Day or night gin? It’s 33%. I’m thinking it. You’re thinking it. We’re all thinking it: breakfast gin. Or, breakfast gin-like spirit.
What does it smell of? A subtle, chill waft of juniper and lemon emerges from the glass. My first thought was that it smelled like unboxing a frozen lemon meringue pie. The Sara Lee kind that we used to heat up for parties in the 1980s. The smell of artic fluffiness, sharp-sweet citrus and, weirdly, feet. I loved those pies.
What does it taste of? There is a prickle to this gin-like spirit. A chew of pine, a powdery dose of talc (I think this is the lavender and elderflower, which also accounts for the foot smell) and then a spritzy sherbet dib dab at the end. But not a plain dip dab. No, a mix of lemon sherbet with a liquorice pipe for dunking.
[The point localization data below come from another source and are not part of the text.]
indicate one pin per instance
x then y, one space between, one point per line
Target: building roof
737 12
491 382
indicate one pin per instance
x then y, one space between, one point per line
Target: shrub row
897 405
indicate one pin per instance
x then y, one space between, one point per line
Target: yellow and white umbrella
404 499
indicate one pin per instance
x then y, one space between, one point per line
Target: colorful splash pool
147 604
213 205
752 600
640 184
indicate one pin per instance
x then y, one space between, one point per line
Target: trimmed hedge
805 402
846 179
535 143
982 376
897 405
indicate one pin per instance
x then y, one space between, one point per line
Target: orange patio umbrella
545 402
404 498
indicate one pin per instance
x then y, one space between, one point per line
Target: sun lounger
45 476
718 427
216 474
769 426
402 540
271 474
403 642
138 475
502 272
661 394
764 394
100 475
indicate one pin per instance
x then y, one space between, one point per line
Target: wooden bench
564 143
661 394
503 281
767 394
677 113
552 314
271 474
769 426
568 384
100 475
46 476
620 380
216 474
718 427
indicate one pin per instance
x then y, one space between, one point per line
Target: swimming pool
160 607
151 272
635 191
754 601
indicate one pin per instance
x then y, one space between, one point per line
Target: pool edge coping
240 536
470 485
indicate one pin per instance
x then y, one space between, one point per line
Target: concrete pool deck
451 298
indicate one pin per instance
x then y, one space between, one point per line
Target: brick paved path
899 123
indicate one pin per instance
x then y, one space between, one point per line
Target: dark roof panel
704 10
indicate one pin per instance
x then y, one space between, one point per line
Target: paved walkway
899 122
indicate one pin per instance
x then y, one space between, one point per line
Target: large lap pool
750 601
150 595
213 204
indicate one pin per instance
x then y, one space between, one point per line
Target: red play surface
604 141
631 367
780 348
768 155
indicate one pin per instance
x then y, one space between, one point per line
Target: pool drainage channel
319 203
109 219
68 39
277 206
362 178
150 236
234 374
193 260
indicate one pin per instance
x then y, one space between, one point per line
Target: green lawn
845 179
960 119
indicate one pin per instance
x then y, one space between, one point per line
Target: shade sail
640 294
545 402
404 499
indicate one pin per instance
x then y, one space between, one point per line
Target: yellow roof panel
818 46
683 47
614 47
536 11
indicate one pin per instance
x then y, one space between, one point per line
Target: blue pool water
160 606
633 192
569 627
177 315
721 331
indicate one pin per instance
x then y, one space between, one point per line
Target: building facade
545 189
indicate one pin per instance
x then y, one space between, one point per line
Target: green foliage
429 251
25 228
They recommend making it into a G&T with light tonic, a slice of orange and a sprinkle of hibiscus flowers (there was a bag of dried hibiscus flowers in the box, which was helpful). I would rather all my teeth fall out than drink diet tonic, so I made mine with full fat Fever-Tree. The hibiscus is a clever addition because it gives the drink a sweet, jammy flavour with a touch of sourness at the edges. It would help make up for the awfulness of diet tonic. And it dyes the drink pink, too, which is nice. As a G&T it is troublingly easy to drink. The low ABV might turn out not to guarantee a hangover-free day after all.
Buy it? I don’t normally talk about packaging, but Loca Labs have nailed it. I love the cardboard tube, the chunky bottle and the hipster laboratory label. I think it is gorgeous and it would make a great Christmas present for the gin fiend / alcoholic dieter in your family. You can buy it directly from Loca Labs for £33, or The Drink Shop has it for between £24-29 (depending on sales).